DPO (Direct Preference Optimization)

Training from pairwise preferences without a reward model

Setup

Given prompts x and pairwise preferences (y⁺ preferred over y⁻), DPO optimizes the policy directly to prefer y⁺ over y⁻ relative to a frozen reference policy π_ref, avoiding an explicit reward model.

Objective

L(θ) = − E\big[ log σ\big( β( log π_θ(y⁺|x) − log π_θ(y⁻|x) ) − ( log π_ref(y⁺|x) − log π_ref(y⁻|x) ) \big) \big]
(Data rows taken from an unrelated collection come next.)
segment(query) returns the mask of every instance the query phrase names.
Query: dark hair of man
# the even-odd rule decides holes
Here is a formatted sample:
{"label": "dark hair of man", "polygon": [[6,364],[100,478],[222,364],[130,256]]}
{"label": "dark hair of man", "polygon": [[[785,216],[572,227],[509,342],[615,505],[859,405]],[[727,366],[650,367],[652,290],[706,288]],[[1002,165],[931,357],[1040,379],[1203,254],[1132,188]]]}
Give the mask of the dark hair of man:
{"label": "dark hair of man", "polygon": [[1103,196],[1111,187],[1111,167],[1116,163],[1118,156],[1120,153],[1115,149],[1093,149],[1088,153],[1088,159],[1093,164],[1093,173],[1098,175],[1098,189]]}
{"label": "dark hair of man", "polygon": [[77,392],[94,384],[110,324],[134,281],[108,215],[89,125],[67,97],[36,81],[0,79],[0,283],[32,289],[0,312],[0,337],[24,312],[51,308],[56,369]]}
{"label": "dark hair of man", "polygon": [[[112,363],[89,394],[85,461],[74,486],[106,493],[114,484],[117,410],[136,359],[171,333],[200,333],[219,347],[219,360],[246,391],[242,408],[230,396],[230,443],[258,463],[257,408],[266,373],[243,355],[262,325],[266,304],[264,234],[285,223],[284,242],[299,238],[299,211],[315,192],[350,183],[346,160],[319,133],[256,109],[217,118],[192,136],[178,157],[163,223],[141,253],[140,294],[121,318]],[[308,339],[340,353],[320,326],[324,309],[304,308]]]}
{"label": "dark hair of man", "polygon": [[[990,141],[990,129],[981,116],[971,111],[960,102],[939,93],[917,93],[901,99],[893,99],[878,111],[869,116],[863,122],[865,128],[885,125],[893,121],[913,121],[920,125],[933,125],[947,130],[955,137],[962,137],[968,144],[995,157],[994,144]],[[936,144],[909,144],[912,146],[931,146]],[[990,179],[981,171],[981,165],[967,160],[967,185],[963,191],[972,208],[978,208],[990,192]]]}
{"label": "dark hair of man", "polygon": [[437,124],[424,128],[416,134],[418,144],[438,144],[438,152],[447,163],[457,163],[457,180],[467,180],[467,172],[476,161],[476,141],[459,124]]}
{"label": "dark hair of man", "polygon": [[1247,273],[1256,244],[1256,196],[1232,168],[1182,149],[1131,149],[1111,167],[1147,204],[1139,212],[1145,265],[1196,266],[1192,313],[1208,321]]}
β scales preference strength. The reference term anchors updates to avoid degeneracy and preserves proximity to the base model.

Diagram

_θ(y|x) Reference π_ref(y|x) → Preference loss

Policy favors preferred completions over rejected ones relative to a reference.

Pseudocode

freeze π_ref; initialize π_θ
for minibatch of (x, y_plus, y_minus):
  lpos = log π_θ(y_plus|x); lneg = log π_θ(y_minus|x)
  lpos_ref = log π_ref(y_plus|x); lneg_ref = log π_ref(y_minus|x)
  z = β * (lpos - lneg) - (lpos_ref - lneg_ref)
  loss = -mean(log_sigmoid(z))
  update θ by minimizing loss

Notes

Works well for RLHF without reward modeling and PPO loops.
Batch multiple candidates per prompt to improve signal.
Calibrate β; too large can overfit and drift from reference.